Fig. 2 Structures of members and domain architectures of the ASCH and PUA superfamilies. Cartoon representations of X-ray and NMR structures of the ASCH and the PUA superfamilies are mapped on a tree showing the inferred higher order relationships between the two superfamilies. The clustering was derived using distances derived from pairwise DALI Z-scores. Each structure is labeled with its Protein Data Bank (PDB) identifier. Conserved beta-strands are shown in light blue while the characteristic conserved {alpha} helix is shown in red. Variable helical inserts located between strand-4 and strand-5 are colored tan. The structures are shown with strand-2 vertical and approximately central to the depiction. S1 and S5, which are the first and the last strands of the PUA-ASCH fold, are labeled. This view placed the RNA binding cleft in between the conserved helix and strand-2. Key conserved residues lining this cleft in the ASCH superfamily are shown in the ball and stick format. Domain architectures of members of the ASCH superfamily and those of a subset of the PUA superfamily are shown as cartoon representations in the top right and top left panels, respectively. Proteins are labeled as in Figure 1.

 
Predicted functions of members of ASCH superfamily
In order to obtain functional insights regarding members of the ASCH superfamily, we used the combined evidence gleaned from different forms of contextual connections, namely physical interactions, gene fusions and conserved operons. In different Gram-positive bacteria such as Mycoplasma, Ureaplasma and Lactococcus lactis, members of the ASCH superfamily are embedded or associated with the ribosomal protein operon (Fig. 1). Specifically, in Mycoplasma penetrans the ASCH domain is fused to the ribosomal protein S3, whereas in Ureaplasma parvum it is fused to ribosomal protein L22 (Fig. 2). Other members of the ASCH family are also found tightly linked with genes encoding RNA-binding proteins with RRM (e.g. in Acinetobacter, gene ACIAD0497) or R3H (e.g. Listeria, gene lmo2852) domains, implying that they are cotranscribed and probably functionally cooperate. These associations with ribosomal and RNA-metabolism proteins are consistent with the physical interactions of the vertebrate ASC-1 with proteins involved in RNA processing and the potential requirement for RNA–protein interactions for transcriptional coactivation by the ASC-1 containing complex (Jung et al., 2002).
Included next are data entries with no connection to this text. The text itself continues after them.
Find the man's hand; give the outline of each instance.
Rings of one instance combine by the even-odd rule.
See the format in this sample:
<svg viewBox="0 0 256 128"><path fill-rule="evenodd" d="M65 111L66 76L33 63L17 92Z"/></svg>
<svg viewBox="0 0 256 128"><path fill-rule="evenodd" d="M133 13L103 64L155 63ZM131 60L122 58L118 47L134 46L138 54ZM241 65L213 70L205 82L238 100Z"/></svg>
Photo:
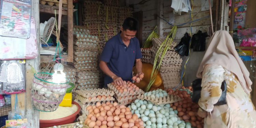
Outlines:
<svg viewBox="0 0 256 128"><path fill-rule="evenodd" d="M112 76L112 79L113 80L113 82L116 84L118 85L124 84L124 81L122 80L122 79L120 77L118 77L116 75Z"/></svg>
<svg viewBox="0 0 256 128"><path fill-rule="evenodd" d="M199 108L197 112L197 115L202 118L205 118L207 116L207 112Z"/></svg>

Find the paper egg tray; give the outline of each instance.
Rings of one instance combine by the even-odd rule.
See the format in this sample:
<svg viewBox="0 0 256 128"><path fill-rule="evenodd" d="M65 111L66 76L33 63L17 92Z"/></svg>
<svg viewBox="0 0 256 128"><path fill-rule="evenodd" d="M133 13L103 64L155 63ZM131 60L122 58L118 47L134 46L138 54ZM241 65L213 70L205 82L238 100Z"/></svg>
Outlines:
<svg viewBox="0 0 256 128"><path fill-rule="evenodd" d="M138 95L130 95L118 97L116 95L115 95L114 97L116 98L116 100L118 102L128 100L133 100L137 98Z"/></svg>
<svg viewBox="0 0 256 128"><path fill-rule="evenodd" d="M62 3L62 6L63 7L68 7L68 0L63 0ZM45 5L47 4L48 5L51 6L59 6L59 2L57 0L40 0L39 1L40 4Z"/></svg>
<svg viewBox="0 0 256 128"><path fill-rule="evenodd" d="M159 98L156 98L154 99L151 98L150 97L148 97L146 96L144 96L143 94L140 94L137 98L141 100L150 101L155 104L166 104L175 102L182 100L180 97L176 96L173 96L172 95L168 95L167 97L160 97Z"/></svg>
<svg viewBox="0 0 256 128"><path fill-rule="evenodd" d="M83 83L76 83L76 87L79 89L86 89L87 88L99 88L98 84L91 84L85 85Z"/></svg>
<svg viewBox="0 0 256 128"><path fill-rule="evenodd" d="M93 99L93 98L91 98L91 99L89 100L88 99L85 98L82 96L79 95L76 95L76 99L77 100L80 101L82 104L85 104L96 103L97 102L101 101L113 101L115 100L115 99L113 97L111 97L110 98L107 97L105 99L101 98L101 100L100 100L98 98L96 99Z"/></svg>
<svg viewBox="0 0 256 128"><path fill-rule="evenodd" d="M74 58L76 59L76 57L78 57L92 56L97 57L99 54L99 52L97 51L91 51L89 50L84 50L83 51L76 51L74 52Z"/></svg>
<svg viewBox="0 0 256 128"><path fill-rule="evenodd" d="M113 96L114 94L114 91L104 88L97 88L87 89L82 89L76 91L76 93L84 97L89 98L94 97L98 96Z"/></svg>
<svg viewBox="0 0 256 128"><path fill-rule="evenodd" d="M135 91L135 89L134 88L133 88L132 89L132 90L134 92L133 95L131 95L129 91L127 91L126 93L124 92L123 93L120 93L113 85L112 85L111 83L108 84L108 87L111 90L113 90L117 97L131 96L132 95L137 95L140 94L144 93L144 91L140 89L139 89L139 91Z"/></svg>

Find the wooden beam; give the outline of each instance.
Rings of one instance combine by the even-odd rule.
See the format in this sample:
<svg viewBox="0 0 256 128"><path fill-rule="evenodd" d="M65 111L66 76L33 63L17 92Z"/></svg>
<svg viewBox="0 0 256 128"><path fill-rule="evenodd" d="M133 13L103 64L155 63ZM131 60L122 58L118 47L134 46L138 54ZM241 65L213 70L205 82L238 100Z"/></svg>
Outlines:
<svg viewBox="0 0 256 128"><path fill-rule="evenodd" d="M32 0L32 1L31 15L35 20L37 39L38 45L38 56L40 55L39 41L39 0ZM30 128L39 127L39 112L34 109L32 106L31 100L31 88L33 85L32 80L34 76L33 67L36 72L38 72L39 69L40 57L38 56L34 59L26 60L26 114L28 119L28 127Z"/></svg>
<svg viewBox="0 0 256 128"><path fill-rule="evenodd" d="M73 62L73 3L72 0L68 0L68 59L69 62Z"/></svg>
<svg viewBox="0 0 256 128"><path fill-rule="evenodd" d="M160 17L163 17L163 0L157 1L157 14ZM163 37L163 21L162 19L157 16L157 32L160 38Z"/></svg>
<svg viewBox="0 0 256 128"><path fill-rule="evenodd" d="M234 3L235 0L232 0L231 3L231 14L229 20L229 34L233 37L234 31Z"/></svg>

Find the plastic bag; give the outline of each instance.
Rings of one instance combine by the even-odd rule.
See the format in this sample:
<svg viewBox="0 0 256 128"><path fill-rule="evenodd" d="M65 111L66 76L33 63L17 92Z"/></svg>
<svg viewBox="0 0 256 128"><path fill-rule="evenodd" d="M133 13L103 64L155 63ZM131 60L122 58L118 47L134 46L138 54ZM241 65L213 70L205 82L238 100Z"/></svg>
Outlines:
<svg viewBox="0 0 256 128"><path fill-rule="evenodd" d="M1 5L0 35L29 38L31 0L1 0Z"/></svg>
<svg viewBox="0 0 256 128"><path fill-rule="evenodd" d="M207 32L202 33L198 31L197 33L192 36L190 48L193 48L194 52L202 52L205 50L205 38L208 37Z"/></svg>
<svg viewBox="0 0 256 128"><path fill-rule="evenodd" d="M180 55L182 56L188 55L188 47L190 38L188 33L186 32L184 36L181 38L180 43L174 47L174 50L178 52Z"/></svg>
<svg viewBox="0 0 256 128"><path fill-rule="evenodd" d="M0 59L30 59L37 57L35 22L32 17L30 25L29 39L0 36Z"/></svg>

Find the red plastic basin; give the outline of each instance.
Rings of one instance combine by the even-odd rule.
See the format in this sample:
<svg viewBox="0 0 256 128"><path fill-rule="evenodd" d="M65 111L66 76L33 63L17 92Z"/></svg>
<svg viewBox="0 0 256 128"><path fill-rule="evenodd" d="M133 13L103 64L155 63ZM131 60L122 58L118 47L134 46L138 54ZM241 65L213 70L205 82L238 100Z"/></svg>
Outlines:
<svg viewBox="0 0 256 128"><path fill-rule="evenodd" d="M40 128L47 128L54 126L63 125L74 123L76 118L76 116L80 112L81 107L77 103L72 101L72 104L75 104L77 107L77 111L73 114L66 117L51 120L39 120L39 127Z"/></svg>

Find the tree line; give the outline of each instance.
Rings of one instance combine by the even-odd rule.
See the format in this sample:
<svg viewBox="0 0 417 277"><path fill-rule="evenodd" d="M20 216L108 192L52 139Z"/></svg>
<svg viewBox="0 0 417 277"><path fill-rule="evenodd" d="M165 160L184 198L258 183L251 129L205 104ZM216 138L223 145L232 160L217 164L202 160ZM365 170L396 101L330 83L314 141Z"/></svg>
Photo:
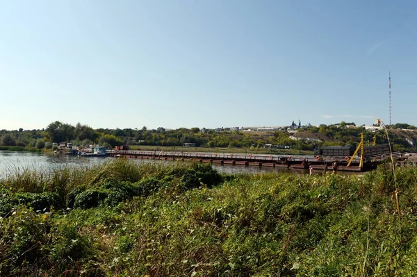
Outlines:
<svg viewBox="0 0 417 277"><path fill-rule="evenodd" d="M212 129L199 128L180 128L176 130L167 130L163 127L148 130L142 128L97 128L93 129L88 125L77 123L75 126L56 121L41 130L0 131L0 144L2 146L36 147L52 147L52 143L72 142L73 145L88 146L90 144L99 144L113 148L116 145L153 145L153 146L182 146L185 143L195 143L197 146L206 147L276 147L291 148L299 150L314 150L323 146L351 146L356 147L360 141L361 133L365 135L368 143L373 141L376 135L377 143L387 142L385 133L382 131L372 133L363 126L348 128L345 124L325 125L319 126L302 127L300 132L318 135L322 137L321 142L309 140L295 140L290 138L291 134L287 131L273 132L243 132L223 131L216 132ZM353 124L354 125L354 124ZM398 128L413 128L406 124L397 124ZM401 128L402 127L402 128ZM407 127L407 128L404 128ZM404 131L402 131L404 132ZM415 134L415 133L412 132ZM411 146L402 136L392 134L392 142L396 151L414 151L417 149Z"/></svg>

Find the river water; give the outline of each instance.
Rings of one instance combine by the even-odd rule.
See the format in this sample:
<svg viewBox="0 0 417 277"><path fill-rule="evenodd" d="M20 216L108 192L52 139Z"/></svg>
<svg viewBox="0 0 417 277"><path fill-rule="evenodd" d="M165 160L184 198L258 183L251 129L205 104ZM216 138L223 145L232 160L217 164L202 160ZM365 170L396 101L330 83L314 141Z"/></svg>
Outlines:
<svg viewBox="0 0 417 277"><path fill-rule="evenodd" d="M113 158L99 157L80 157L78 156L62 154L40 154L30 152L13 152L0 151L0 178L4 178L17 171L24 169L37 169L47 171L54 169L66 167L88 167L95 165L110 161ZM172 162L158 160L136 160L132 159L135 162ZM244 167L231 165L213 165L213 167L219 172L229 174L257 174L267 172L293 172L297 174L304 171L295 171L282 168L273 168L270 167Z"/></svg>

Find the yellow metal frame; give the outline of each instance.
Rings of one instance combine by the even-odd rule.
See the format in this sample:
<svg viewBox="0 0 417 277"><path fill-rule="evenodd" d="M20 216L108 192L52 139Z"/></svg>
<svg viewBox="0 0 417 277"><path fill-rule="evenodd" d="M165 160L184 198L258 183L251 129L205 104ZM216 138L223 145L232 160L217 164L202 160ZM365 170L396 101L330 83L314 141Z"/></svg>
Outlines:
<svg viewBox="0 0 417 277"><path fill-rule="evenodd" d="M375 140L375 139L374 139L374 140ZM361 149L361 160L359 161L359 167L362 167L362 165L363 165L363 133L361 134L361 142L359 143L359 145L358 145L358 146L357 147L357 149L354 151L354 153L350 158L349 162L348 162L348 165L347 165L348 167L349 167L350 165L350 164L352 163L352 161L353 160L354 157L358 153L358 151L359 151L359 149Z"/></svg>

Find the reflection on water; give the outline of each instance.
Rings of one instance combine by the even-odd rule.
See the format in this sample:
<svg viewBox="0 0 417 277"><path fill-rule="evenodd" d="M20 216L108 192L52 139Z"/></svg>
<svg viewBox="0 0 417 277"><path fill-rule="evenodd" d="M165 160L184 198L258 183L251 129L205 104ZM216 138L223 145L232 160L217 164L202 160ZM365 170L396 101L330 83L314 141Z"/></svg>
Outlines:
<svg viewBox="0 0 417 277"><path fill-rule="evenodd" d="M70 155L44 155L30 152L13 152L0 151L0 177L3 178L8 175L15 173L24 169L36 169L40 171L50 171L67 167L90 167L95 165L100 164L104 161L111 160L113 158L99 157L79 157ZM136 160L132 159L138 163L141 162L172 162L158 160ZM219 172L228 174L261 174L268 172L290 172L299 174L308 174L304 170L295 170L294 169L274 168L272 167L245 167L232 165L213 165L213 167Z"/></svg>

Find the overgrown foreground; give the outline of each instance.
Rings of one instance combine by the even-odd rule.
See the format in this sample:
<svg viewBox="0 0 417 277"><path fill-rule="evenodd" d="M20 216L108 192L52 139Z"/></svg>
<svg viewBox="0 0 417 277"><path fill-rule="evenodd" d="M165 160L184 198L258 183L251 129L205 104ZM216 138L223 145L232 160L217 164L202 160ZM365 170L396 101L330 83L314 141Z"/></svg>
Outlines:
<svg viewBox="0 0 417 277"><path fill-rule="evenodd" d="M220 176L126 160L1 181L1 276L416 276L417 169ZM50 207L54 208L51 208Z"/></svg>

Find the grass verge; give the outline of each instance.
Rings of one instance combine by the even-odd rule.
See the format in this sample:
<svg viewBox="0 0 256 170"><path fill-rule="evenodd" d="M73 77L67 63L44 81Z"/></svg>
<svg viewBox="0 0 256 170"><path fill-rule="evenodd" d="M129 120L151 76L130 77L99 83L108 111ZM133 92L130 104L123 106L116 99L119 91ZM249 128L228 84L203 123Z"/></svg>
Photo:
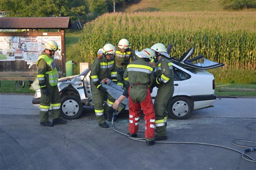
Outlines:
<svg viewBox="0 0 256 170"><path fill-rule="evenodd" d="M246 89L254 90L245 90ZM217 96L246 96L256 97L256 84L216 83L214 93Z"/></svg>
<svg viewBox="0 0 256 170"><path fill-rule="evenodd" d="M16 89L16 81L2 81L0 82L0 93L16 93L22 94L34 95L35 91L30 90L28 86L29 81L25 81L25 87L18 86L18 89Z"/></svg>

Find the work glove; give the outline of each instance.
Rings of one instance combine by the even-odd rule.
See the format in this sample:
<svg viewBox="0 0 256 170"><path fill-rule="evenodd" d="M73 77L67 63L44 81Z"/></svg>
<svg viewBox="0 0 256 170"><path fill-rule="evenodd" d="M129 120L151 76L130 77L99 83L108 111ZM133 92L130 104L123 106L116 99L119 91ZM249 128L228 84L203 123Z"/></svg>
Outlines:
<svg viewBox="0 0 256 170"><path fill-rule="evenodd" d="M49 91L46 87L41 88L41 91L42 91L42 93L44 95L48 95L49 93Z"/></svg>
<svg viewBox="0 0 256 170"><path fill-rule="evenodd" d="M155 87L156 87L157 85L157 83L156 83L156 81L155 79L155 80L153 82L153 83L152 83L152 85L151 85L151 86L150 86L150 88L152 88L152 90L153 90L153 88L154 88ZM151 91L150 92L152 92L152 91Z"/></svg>
<svg viewBox="0 0 256 170"><path fill-rule="evenodd" d="M124 72L123 71L123 69L121 68L116 68L116 71L117 73L119 74L119 75L122 77L124 77Z"/></svg>
<svg viewBox="0 0 256 170"><path fill-rule="evenodd" d="M100 83L100 81L97 81L95 83L94 83L94 85L99 90L101 90L103 91L107 91L107 89L105 87L103 87Z"/></svg>
<svg viewBox="0 0 256 170"><path fill-rule="evenodd" d="M110 79L112 80L115 84L116 84L117 83L117 77L110 77Z"/></svg>

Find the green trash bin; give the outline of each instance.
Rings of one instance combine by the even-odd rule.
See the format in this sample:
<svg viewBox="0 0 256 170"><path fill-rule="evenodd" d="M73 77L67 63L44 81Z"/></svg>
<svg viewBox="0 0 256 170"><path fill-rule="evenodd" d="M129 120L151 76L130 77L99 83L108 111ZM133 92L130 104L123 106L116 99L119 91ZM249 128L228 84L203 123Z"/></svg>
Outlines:
<svg viewBox="0 0 256 170"><path fill-rule="evenodd" d="M66 77L74 75L74 65L76 63L73 60L69 60L66 63Z"/></svg>

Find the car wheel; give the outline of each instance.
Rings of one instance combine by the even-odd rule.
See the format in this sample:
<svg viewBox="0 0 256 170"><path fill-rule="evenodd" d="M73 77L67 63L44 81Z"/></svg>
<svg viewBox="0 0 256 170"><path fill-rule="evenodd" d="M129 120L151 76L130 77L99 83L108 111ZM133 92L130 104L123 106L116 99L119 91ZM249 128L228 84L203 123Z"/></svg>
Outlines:
<svg viewBox="0 0 256 170"><path fill-rule="evenodd" d="M61 116L68 119L75 119L83 113L83 105L80 99L76 96L66 95L61 98Z"/></svg>
<svg viewBox="0 0 256 170"><path fill-rule="evenodd" d="M186 119L189 117L193 109L192 102L188 98L178 97L172 99L169 106L169 115L174 119Z"/></svg>

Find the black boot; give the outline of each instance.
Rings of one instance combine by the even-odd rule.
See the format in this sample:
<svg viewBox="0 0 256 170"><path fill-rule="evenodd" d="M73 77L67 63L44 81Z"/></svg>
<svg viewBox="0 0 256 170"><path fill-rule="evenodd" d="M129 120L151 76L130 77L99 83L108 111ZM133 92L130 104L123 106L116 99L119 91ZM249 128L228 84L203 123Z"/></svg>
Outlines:
<svg viewBox="0 0 256 170"><path fill-rule="evenodd" d="M61 118L55 119L52 121L52 123L53 123L54 125L66 124L66 123L67 121L63 120Z"/></svg>
<svg viewBox="0 0 256 170"><path fill-rule="evenodd" d="M167 139L167 136L160 136L156 135L155 136L155 140L166 140L166 139Z"/></svg>
<svg viewBox="0 0 256 170"><path fill-rule="evenodd" d="M136 138L138 137L138 134L137 134L137 133L129 133L129 136L133 138Z"/></svg>
<svg viewBox="0 0 256 170"><path fill-rule="evenodd" d="M43 127L53 127L54 126L53 124L49 121L40 122L40 125Z"/></svg>
<svg viewBox="0 0 256 170"><path fill-rule="evenodd" d="M99 124L99 126L103 128L108 128L108 125L107 124L107 123L106 122L104 122L102 123L100 123Z"/></svg>
<svg viewBox="0 0 256 170"><path fill-rule="evenodd" d="M151 141L148 141L147 140L146 141L146 143L148 145L148 146L150 146L150 145L153 145L153 144L154 144L155 143L156 143L156 142L155 142L154 140L152 140Z"/></svg>
<svg viewBox="0 0 256 170"><path fill-rule="evenodd" d="M104 118L105 120L108 120L108 112L104 112Z"/></svg>

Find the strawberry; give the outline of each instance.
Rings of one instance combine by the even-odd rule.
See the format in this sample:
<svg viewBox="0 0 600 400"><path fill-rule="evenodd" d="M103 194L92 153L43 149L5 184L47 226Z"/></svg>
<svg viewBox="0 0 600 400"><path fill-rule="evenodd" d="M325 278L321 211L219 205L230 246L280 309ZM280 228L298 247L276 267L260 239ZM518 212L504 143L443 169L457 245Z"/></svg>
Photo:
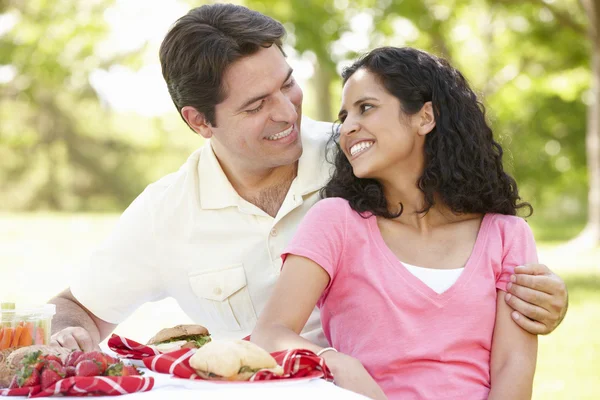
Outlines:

A study of the available structures of four distinct members of the ASCH superfamily indicates that they contain a prominent cleft, whose scaffold is formed by the conserved helix and the downstream strand-2 (Figs 2 and 3). The above-described conserved residues of the ASCH superfamily, like the lysine from the GXK motif, and other polar residues associated with strand-2, line this cleft forming a positively charged surface (Fig. 3). A similarly positioned cleft has been observed in the structures of the PUA domain found in the Archaeosine tRNA-guanine transglycosylase, Pseudouridine synthase II TruB and the predicted RNA methylase (Hoang and Ferre-D'Amare, 2001; Ishitani et al., 2002; Pan et al., 2003), and is likely to form its RNA-binding surface. Taken together the above observations suggest that the ASCH domains are likely to possess RNA-binding activity.


Figure 3
View larger version (33K):
[in this window]
[in a new window]
 
Fig. 3 Molecular surfaces of observed binding cleft in ASCH superfamily. X-ray structure of Family 1 member of the ASCH superfamily (PDB: 1WK2) is depicted in four different ways. In A, B and C the protein is oriented to expose the potential binding cleft, located between the helix and strand 2. In the top left (A), the predicted three-dimensional surface of the protein is shown with the conserved residues lining the binding cleft of family 1 colored in red while other surfaces are colored in blue. On the top right (B), cartoons indicating secondary structure features are shown against the transparent outline of the predicted molecular surface of the protein colored in dark blue. Again, the surfaces of the residues lining the putative binding cleft of this family are colored in red (D20, G21, R22, K23, E26, R28, R29) and the most highly conserved residues found along the cleft are rendered as ball and sticks and are colored in green (G21, K23, E26). Beta-strands rendered as cartoons in the protein are colored yellow, the conserved helix is colored red, and coil regions are colored gray. In the bottom left (C) and right (D) the front and back views of the predicted molecular surface are shown. Surfaces of residues are colored according to consensus conservation across the entire ASCH superfamily; red denotes positions with at least 90% conservation, while yellow denotes positions with at least 70% conservation. The residue conservation was calculated using the residue grouping as indicated in the consensus shown in Figure 1. Panels A, B and C represent the molecule in the same orientation, while it is rotated by 180° around the Z-axis in panel D. The scale bar in-between surfaces A and B represents the approximate width of the core of a nucleotide in single-stranded RNA.

 
Over the past few years a number of studies have shown that coactivator complexes are often bi-functional proteins that not only coactivate transcription mediated by specific transcription factors, like nuclear hormone receptors, but also participate in pre-mRNA processing (Auboeuf et al., 2004; Dowhan et al., 2005; Maniatis and Reed, 2002) and regulation of splicing. Furthermore, a regulatory pseudouridylated RNA termed the steroid receptor coactivator RNA (SRA), together with specific RNA-binding proteins with which it interacts, have been shown to be a part of coactivator complexes that couple nuclear hormone receptors to the basal transcription machinery (Lanz et al., 1999; Shi et al., 2001; Zhao et al., 2004). Given these observations, it is likely that the ASCH domain mediates some of the interactions between RNA and the ASC-1 coactivator complex. Its RNA partner could either be the pre-mRNA generated from the transcription of its target genes or a regulatory RNA like SRA. The association with the ribosomal proteins might indicate that some of the prokaryotic versions might be involved in translational regulation.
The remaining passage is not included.